Custom Stream evaluators
Evaluators are responsible for the calculation of metrics. To help you get started quickly, Steel Thread provides a built-in LLMJudgeEvaluator
for stream based evaluation using LLM-as-Judge. This explained in the previous section on basic usage.
You can add your own custom Stream evaluators, be it LLM-as-Judge or deterministic ones. StreamEvaluator
can implement two methods:
from steelthread.streams import PlanStreamItem, PlanRunStreamItem, StreamMetric,
class MyStreamEvaluator(StreamEvaluator):
def process_plan(self, stream_item: PlanStreamItem) -> list[StreamMetric] | StreamMetric:
...
def process_plan_run(self, stream_item: PlanRunStreamItem) -> list[StreamMetric] | StreamMetric | None:
...
Below are two examples of custom evaluators, both using LLM-as-Judge or deterministic
- LLM-as-judge
- Deterministic
You can use an LLM to score plan runs automatically.

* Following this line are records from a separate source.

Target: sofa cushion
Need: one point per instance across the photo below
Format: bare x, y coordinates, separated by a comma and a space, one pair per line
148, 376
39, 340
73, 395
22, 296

When you subclass StreamEvaluator
, you first initialise your LLMScorer
and then define how you want to process plans / plan runs with this evaluator.
from portia import Config
from steelthread.steelthread import SteelThread
from steelthread.streams import (
StreamConfig,
PlanRunStreamItem,
StreamEvaluator,
StreamMetric
)
from steelthread.utils.llm import LLMScorer, MetricOnly
class LLMVerbosityJudge(StreamEvaluator):
def __init__(self, config):
self.scorer = LLMScorer(config)
def process_plan_run(self, stream_item: PlanRunStreamItem):
# The stream_item object holds the underlying plan / plan run being evaluated.
task_data = stream_item.plan_run.model_dump_json()
# The description is used to inform the LLM on how to score the metric.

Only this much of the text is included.